Marikka turned last.

Three figures were advancing down the corridor.

They had their height.

Their posture.

Even their way of walking.

But they had no vibration.

They were functional copies. Shells built to observe, follow, perhaps replace.

One of them spoke.

The voice was Aurelian's.

Without inflection.

"Stabilization procedure in progress."

The real Aurelian gritted his teeth. "Reflective containment protocol."

Cedric pointed to his own copy, which was tilting its head exactly like him. "I don't like it. That one is doing my panic face better than I am."

The copies advanced.

They weren't running.

They didn't need to.

Marikka felt her heart accelerate. Not out of pure fear, but instinct. Something inside her did not accept that presence.

The mark on her wrist warmed for the first time since they had left the Convergence Chamber.

It wasn't guiding.

It was reacting.

"Don't touch them!" Aurelian shouted. "If they make contact—"

Too late.

Cedric's copy reached out its hand.

The real Cedric screamed and instinctively recoiled.

The hand crossed the space between them...

and failed.

As if it had hit a surface that didn't exist.

The corridor trembled.

Marikka felt a vibration rise from the floor, slow, deep. Not the Fragment's. Not the Inquisitor's.

The system's.

The copies stopped.

The mark on her wrist pulsed only once.

The corridor decided.

The walls contracted. The shelves collapsed in on themselves like wet paper.

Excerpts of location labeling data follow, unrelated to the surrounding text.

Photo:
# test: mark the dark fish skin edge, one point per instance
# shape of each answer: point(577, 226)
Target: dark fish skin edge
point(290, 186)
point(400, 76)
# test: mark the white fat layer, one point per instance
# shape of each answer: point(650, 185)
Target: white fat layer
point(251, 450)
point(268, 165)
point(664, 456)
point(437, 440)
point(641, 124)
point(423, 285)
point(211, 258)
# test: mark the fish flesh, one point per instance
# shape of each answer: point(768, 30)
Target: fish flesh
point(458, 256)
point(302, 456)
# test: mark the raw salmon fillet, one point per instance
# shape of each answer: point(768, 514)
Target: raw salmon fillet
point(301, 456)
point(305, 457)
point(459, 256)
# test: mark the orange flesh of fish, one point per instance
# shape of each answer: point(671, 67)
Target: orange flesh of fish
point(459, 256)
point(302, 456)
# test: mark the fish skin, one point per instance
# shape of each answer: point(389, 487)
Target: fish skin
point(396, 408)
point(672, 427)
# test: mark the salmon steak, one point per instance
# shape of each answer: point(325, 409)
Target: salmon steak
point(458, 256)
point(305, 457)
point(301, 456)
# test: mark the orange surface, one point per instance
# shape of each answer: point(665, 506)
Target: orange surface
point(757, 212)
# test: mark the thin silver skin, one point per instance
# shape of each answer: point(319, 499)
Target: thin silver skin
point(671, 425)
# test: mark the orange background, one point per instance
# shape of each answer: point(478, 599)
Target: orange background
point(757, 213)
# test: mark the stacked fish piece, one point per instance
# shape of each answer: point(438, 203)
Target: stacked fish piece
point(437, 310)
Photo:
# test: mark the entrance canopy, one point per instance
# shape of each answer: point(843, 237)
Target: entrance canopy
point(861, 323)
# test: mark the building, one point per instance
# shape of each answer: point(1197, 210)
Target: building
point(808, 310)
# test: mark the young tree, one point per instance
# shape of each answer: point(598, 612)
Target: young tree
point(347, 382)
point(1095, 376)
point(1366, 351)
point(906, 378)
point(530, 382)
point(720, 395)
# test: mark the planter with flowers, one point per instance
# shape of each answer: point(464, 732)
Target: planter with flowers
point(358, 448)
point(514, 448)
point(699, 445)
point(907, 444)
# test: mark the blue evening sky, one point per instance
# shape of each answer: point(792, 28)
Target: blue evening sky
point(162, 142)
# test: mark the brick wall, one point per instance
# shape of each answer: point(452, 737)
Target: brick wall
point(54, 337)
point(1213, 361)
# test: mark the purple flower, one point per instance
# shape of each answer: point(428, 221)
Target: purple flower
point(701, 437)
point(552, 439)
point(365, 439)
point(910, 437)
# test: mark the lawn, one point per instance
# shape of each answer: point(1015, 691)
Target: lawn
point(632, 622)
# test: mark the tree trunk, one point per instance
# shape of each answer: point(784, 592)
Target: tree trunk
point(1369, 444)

The floor tilted abruptly, forcing the copies to lose their balance.

One of them fell...

and never hit the ground.

It simply ceased to be.

The other two froze, like images mid-sentence.

Cedric breathed in gasps. "Marikka... tell me it wasn't you."

Marikka didn't answer right away.

Because she didn't know.

Aurelian stared at her with tense attention. "You didn't push them back. The corridor did."

The mark cooled down.

Silence returned. An embarrassed silence, as if the place had realized it had made a procedural error.

After a few seconds, a new path opened laterally. Not elegant. Not stable.

But real.

"This place lied," Cedric said quietly. "And then it corrected itself."

Aurelian nodded. "Because something in us was not replicable."

He looked at Marikka. "Or rather... in you."

Marikka felt a sudden fatigue. Not physical. Decisional. As if the world had relied on her without asking permission.

They moved towards the new passage.

Behind them, the false corridor closed, erasing all trace of the copies.

But Marikka was certain of one thing:

From that moment on, the Athenaeum would not merely chase them.

It would try to understand them.

And someone, somewhere, would want to understand her first.